Airflow considers the field names present in template_fields
for templating while rendering
the operator.
class HelloOperator(BaseOperator):
template_fields: Sequence[str] = ("name",)
def __init__(self, name: str, **kwargs) -> None:
super().__init__(**kwargs)
self.name = name
def execute(self, context):
message = f"Hello from {self.name}"
print(message)
return message
You can use the template as follows:
with dag:
hello_task = HelloOperator(
task_id="task_id_1", dag=dag, name="{{ task_instance.task_id }}"
)
In this example, Jinja looks for the name
parameter and substitutes {{ task_instance.task_id }}
with
task_id_1
.
The parameter can also contain a file name, for example, a bash script or a SQL file. You need to add
the extension of your file in template_ext
. If a template_field
contains a string ending with
the extension mentioned in template_ext
, Jinja reads the content of the file and replace the templates
with actual value. Note that Jinja substitutes the operator attributes and not the args.
class HelloOperator(BaseOperator):
template_fields: Sequence[str] = ("guest_name",)
template_ext = ".sql"
def __init__(self, name: str, **kwargs) -> None:
super().__init__(**kwargs)
self.guest_name = name
In the example, the template_fields
should be ['guest_name']
and not ['name']
Additionally you may provide template_fields_renderers
a dictionary which defines in what style the value
from template field renders in Web UI. For example:
class MyRequestOperator(BaseOperator):
template_fields: Sequence[str] = ("request_body",)
template_fields_renderers = {"request_body": "json"}
def __init__(self, request_body: str, **kwargs) -> None:
super().__init__(**kwargs)
self.request_body = request_body
In the situation where template_field
is itself a dictionary, it is also possible to specify a
dot-separated key path to extract and render individual elements appropriately. For example:
class MyConfigOperator(BaseOperator):
template_fields: Sequence[str] = ("configuration",)
template_fields_renderers = {
"configuration": "json",
"configuration.query.sql": "sql",
}
def __init__(self, configuration: dict, **kwargs) -> None:
super().__init__(**kwargs)
self.configuration = configuration
Then using this template as follows:
with dag:
config_task = MyConfigOperator(
task_id="task_id_1",
configuration={"query": {"job_id": "123", "sql": "select * from my_table"}},
dag=dag,
)
This will result in the UI rendering configuration
as json in addition to the value contained in the
configuration at query.sql
to be rendered with the SQL lexer.
Currently available lexers:
bash
bash_command
doc
doc_json
doc_md
doc_rst
doc_yaml
doc_md
hql
html
jinja
json
md
mysql
postgresql
powershell
py
python_callable
rst
sql
tsql
yaml
If you use a non-existing lexer then the value of the template field will be rendered as a pretty-printed object.
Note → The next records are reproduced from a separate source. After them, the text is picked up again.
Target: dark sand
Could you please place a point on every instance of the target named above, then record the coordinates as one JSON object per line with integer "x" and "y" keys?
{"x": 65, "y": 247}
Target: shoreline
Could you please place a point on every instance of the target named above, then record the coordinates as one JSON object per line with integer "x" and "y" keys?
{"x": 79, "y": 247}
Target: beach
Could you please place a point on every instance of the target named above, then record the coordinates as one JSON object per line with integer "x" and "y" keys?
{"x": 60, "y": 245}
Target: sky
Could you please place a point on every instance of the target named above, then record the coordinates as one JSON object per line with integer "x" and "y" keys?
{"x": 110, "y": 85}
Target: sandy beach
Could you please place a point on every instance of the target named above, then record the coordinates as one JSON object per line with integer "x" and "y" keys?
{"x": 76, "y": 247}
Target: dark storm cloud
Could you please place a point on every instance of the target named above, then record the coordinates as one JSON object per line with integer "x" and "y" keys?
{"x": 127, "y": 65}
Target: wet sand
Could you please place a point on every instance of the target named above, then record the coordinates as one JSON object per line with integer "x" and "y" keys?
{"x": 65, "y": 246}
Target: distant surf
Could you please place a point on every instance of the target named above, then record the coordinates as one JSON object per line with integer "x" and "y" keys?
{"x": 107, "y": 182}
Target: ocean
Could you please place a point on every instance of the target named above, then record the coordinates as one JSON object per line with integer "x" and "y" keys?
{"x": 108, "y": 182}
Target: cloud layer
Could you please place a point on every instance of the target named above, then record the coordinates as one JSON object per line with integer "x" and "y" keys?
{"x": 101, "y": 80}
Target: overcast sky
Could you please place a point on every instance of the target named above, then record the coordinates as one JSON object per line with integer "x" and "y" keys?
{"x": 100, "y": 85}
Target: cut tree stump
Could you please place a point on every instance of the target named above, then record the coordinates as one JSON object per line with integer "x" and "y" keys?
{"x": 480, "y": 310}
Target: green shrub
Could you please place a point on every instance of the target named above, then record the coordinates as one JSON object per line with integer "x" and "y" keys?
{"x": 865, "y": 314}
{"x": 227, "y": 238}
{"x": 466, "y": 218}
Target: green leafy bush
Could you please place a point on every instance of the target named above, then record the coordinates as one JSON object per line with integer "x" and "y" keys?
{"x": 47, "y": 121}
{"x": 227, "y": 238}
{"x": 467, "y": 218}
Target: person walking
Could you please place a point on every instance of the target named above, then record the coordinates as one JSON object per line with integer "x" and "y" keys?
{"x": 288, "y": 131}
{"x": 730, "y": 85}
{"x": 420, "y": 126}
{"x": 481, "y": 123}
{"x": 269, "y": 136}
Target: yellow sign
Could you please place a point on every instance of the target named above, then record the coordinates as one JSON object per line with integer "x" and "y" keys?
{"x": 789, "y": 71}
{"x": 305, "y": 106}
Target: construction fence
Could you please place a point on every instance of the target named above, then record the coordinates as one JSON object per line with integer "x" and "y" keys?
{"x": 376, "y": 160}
Define an operator extra link¶
For your operator, you can Define an extra link that can redirect users to external systems. For example, you can add a link that redirects the user to the operator's manual.
Sensors¶
Airflow provides a primitive for a special kind of operator, whose purpose is to poll some state (e.g. presence of a file) on a regular interval until a success criteria is met.
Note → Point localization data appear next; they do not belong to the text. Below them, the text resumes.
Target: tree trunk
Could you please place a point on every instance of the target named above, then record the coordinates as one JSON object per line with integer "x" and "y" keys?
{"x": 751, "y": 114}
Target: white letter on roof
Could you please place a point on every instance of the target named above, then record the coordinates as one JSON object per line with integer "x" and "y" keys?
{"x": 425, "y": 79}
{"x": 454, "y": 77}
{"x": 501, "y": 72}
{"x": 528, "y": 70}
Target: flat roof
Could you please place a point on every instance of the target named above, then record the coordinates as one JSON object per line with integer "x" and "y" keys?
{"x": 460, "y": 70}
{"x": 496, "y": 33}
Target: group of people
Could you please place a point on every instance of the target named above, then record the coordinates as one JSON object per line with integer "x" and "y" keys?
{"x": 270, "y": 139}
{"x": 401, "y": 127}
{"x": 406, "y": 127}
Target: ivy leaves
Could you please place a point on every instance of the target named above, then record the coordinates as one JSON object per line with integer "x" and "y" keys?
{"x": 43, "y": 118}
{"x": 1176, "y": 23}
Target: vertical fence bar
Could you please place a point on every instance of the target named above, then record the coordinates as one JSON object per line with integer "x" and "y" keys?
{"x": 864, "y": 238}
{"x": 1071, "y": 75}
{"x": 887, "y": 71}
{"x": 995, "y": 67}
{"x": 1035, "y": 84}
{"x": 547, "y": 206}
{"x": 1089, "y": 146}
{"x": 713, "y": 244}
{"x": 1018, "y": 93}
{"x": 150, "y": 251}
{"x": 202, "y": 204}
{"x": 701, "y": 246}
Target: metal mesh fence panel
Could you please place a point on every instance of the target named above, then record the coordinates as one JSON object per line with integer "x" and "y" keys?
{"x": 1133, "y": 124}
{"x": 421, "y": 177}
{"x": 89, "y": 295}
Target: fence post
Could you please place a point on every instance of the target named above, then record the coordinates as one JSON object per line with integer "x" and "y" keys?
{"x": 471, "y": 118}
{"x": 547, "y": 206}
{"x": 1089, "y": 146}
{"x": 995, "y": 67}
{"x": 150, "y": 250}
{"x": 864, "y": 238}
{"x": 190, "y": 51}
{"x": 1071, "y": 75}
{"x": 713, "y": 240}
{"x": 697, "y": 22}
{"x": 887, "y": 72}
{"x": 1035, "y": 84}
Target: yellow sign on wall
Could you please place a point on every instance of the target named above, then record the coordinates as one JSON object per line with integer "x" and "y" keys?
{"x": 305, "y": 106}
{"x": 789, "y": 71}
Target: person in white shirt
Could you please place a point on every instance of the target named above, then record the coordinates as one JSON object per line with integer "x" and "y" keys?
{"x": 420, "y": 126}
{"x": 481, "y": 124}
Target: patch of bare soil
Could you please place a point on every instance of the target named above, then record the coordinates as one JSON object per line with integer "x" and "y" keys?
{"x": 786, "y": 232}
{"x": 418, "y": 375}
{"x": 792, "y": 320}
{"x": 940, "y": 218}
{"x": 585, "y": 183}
You can create any sensor your want by extending the airflow.sensors.base.BaseSensorOperator
defining a poke
method to poll your external state and evaluate the success criteria.
Sensors have a powerful feature called 'reschedule'
mode which allows the sensor to
task to be rescheduled, rather than blocking a worker slot between pokes.
This is useful when you can tolerate a longer poll interval and expect to be
polling for a long time.
Reschedule mode comes with a caveat that your sensor cannot maintain internal state
between rescheduled executions. In this case you should decorate your sensor with
airflow.sensors.base.poke_mode_only()
. This will let users know
that your sensor is not suitable for use with reschedule mode.
An example of a sensor that keeps internal state and cannot be used with reschedule mode
is airflow.providers.google.cloud.sensors.gcs.GCSUploadSessionCompleteSensor
.
It polls the number of objects at a prefix (this number is the internal state of the sensor)
and succeeds when there a certain amount of time has passed without the number of objects changing.